4. Relaxation in amorphous systems
In collaboration with: Kirsten Martens and Jean-Louis Barrat
We study consequences of long-range elasticity in thermally assisted dynamics of yield stress materials. Within a two-dimensional mesoscopic model we calculate the mean-square displacement and the dynamical structure factor for tracer particle trajectories. We associate a ballistic regime at short time scales with a compressed exponential decay in the dynamical structure factor, and contrast our results with experimental findings.

5. 2D and 3D parallel kinetic Monte Carlo simulation of Coulomb glasses

In collaboration with: Matteo Palassini and Alejandro Kolton
We developed a parallel rejection algorithm to tackle the problem of low acceptance in Monte Carlo methods, and apply it to the simulation of the hopping conduction in Coulomb glasses using Graphics Processing Units, for which we also parallelize the update of local energies. Both in 2D and 3D we study the temperature dependence of the conductivity at low fields, and characterize the “Coulomb gap” of the density of states. The final goal of the project is to upgrade the model to study transport on nano-arrays of metals and semiconductors embedded in insulating media.

6. Plastic effects at the depinning transition
In collaboration with: Sebastián Bustingorry and Alejandro Kolton
Using a 2D Phi4 model we simulate a single interface in a 2D disorder potential, subject either to constant force or constant velocity protocols. In contrast with effectively elastic models like the QEW, this approach allows for the occurrence of overhangs and bubbles close to the interface, what is observed in experiments.

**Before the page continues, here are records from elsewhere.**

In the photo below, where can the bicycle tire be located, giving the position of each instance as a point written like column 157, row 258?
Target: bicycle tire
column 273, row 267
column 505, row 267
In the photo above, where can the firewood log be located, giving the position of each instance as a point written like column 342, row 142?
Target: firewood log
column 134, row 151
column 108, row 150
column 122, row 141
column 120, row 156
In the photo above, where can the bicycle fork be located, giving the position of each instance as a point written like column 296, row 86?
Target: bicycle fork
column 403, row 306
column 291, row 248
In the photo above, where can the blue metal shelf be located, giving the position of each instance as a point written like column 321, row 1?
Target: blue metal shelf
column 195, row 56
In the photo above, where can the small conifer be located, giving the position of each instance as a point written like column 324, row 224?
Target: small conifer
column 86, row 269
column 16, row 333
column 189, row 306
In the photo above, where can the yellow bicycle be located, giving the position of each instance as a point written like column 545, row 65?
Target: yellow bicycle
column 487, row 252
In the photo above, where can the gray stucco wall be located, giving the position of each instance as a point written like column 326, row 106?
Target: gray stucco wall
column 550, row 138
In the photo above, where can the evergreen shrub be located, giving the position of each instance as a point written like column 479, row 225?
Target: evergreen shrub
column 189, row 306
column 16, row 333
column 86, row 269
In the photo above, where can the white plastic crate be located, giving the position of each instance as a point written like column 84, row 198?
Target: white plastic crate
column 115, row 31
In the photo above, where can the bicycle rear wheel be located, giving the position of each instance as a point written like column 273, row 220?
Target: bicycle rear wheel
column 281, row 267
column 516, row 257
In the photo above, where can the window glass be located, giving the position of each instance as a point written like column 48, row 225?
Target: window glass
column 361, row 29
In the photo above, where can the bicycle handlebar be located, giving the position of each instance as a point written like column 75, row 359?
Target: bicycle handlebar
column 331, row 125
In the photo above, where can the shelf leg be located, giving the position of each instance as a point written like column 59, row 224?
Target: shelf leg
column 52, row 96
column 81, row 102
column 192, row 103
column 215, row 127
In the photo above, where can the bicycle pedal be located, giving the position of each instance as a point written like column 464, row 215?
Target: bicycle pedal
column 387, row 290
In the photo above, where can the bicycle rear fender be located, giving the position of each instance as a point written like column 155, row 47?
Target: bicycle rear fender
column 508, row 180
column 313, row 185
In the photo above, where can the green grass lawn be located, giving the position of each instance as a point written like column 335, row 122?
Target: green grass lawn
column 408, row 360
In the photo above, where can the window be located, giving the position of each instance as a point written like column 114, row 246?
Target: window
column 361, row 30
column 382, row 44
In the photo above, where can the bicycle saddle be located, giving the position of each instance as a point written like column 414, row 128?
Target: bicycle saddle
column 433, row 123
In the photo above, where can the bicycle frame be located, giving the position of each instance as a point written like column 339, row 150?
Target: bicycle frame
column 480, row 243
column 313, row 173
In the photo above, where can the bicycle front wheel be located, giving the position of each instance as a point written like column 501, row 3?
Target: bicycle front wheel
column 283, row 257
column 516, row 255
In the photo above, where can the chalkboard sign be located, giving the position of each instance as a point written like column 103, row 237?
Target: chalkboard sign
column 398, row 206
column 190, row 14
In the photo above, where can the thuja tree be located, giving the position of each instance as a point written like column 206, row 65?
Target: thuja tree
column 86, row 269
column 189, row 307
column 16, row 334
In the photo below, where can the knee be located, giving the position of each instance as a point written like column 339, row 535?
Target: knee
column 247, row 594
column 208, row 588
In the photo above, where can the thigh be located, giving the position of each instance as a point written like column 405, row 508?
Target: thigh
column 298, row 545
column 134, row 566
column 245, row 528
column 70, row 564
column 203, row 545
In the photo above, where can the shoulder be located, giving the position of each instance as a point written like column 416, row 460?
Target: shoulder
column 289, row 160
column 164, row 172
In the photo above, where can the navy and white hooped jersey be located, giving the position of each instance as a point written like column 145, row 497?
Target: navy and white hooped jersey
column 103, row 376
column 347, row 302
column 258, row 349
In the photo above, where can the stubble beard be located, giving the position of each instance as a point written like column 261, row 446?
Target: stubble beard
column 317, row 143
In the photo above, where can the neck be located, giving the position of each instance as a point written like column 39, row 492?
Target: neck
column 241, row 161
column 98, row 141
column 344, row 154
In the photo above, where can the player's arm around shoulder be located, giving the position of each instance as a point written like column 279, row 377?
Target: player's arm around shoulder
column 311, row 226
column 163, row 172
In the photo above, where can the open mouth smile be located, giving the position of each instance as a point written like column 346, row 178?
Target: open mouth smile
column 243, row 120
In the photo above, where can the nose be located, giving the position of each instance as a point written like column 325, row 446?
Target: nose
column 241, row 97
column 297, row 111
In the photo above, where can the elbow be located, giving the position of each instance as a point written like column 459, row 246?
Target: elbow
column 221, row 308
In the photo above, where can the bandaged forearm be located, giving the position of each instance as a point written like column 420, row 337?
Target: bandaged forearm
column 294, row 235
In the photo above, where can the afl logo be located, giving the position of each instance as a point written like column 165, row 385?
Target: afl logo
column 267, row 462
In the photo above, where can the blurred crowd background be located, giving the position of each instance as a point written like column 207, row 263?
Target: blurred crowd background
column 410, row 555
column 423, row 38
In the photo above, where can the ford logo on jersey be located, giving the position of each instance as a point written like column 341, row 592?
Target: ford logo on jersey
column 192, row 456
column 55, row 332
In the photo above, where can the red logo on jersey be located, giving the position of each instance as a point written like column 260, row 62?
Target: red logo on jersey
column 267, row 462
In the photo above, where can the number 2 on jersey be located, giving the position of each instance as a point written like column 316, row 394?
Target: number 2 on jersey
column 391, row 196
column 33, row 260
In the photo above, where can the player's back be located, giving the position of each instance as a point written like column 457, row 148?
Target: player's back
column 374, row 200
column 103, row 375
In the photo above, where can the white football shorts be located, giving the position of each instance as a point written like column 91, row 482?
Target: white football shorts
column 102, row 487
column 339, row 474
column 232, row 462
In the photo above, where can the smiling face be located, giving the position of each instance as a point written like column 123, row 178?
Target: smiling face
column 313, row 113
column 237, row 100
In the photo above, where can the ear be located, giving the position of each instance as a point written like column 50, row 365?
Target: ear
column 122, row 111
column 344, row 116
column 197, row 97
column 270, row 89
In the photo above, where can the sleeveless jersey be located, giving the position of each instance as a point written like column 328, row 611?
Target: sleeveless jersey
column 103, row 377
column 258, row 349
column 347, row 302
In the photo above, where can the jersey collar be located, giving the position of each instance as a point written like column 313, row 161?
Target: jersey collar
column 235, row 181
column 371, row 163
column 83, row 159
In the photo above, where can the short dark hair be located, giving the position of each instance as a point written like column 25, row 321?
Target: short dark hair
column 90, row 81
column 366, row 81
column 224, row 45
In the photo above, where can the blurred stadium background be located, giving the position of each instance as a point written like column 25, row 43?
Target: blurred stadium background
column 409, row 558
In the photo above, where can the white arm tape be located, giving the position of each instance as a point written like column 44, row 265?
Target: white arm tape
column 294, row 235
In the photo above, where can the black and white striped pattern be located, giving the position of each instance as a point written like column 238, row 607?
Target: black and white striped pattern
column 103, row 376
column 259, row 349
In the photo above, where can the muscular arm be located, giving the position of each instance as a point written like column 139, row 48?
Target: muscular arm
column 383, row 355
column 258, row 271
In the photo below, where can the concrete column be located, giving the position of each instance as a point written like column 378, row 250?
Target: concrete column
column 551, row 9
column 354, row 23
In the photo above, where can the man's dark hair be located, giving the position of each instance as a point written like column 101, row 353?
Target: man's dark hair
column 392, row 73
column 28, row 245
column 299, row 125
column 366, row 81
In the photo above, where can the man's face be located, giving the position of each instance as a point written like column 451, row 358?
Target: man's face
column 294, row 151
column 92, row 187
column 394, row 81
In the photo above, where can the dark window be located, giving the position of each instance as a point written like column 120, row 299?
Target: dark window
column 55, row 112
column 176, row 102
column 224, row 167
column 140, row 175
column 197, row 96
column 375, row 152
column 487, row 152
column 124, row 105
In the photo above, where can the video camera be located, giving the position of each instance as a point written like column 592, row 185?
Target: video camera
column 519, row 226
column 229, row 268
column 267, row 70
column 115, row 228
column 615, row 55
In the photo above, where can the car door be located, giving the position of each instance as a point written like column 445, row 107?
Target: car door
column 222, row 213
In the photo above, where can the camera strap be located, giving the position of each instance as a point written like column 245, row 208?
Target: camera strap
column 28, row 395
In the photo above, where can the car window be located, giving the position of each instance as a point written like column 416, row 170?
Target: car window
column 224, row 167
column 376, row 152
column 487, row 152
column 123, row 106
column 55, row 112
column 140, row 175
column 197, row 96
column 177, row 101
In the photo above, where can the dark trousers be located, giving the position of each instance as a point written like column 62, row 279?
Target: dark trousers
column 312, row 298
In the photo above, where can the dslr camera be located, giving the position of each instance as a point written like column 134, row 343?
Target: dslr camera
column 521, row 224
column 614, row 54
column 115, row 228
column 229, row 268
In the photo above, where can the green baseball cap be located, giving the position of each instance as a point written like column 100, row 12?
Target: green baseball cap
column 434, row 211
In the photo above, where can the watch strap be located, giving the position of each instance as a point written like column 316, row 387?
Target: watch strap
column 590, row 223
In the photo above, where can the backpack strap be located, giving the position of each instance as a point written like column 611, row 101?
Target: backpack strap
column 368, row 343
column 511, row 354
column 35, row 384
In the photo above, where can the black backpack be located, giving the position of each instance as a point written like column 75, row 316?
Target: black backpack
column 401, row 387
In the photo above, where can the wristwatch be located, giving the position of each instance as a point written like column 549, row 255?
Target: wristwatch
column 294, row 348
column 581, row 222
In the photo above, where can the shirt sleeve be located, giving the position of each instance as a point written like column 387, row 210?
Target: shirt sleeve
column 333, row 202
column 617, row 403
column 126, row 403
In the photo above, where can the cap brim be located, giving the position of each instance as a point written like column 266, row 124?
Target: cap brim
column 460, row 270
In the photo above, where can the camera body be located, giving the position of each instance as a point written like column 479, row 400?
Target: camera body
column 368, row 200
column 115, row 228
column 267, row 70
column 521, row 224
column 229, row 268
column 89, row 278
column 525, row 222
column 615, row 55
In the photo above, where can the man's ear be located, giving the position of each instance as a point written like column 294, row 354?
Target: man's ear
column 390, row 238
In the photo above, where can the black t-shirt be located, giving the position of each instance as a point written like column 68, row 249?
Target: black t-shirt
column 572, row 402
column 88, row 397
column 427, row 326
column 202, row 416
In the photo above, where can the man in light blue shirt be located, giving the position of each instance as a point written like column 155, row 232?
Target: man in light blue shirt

7. Topological patterns in ferromagnetic and ferroelectric thin films
In collaboration with: Sebastián Bustingorry and Alejandro Kolton
Using a 2D Phi4 model with long-range interactions and a pseudo-spectral method, we simulate the dynamics and statics of stripes, bubbles and dislocations according to the strength of the different interactions and external applied fields. These studies are developed in collaboration with experiments.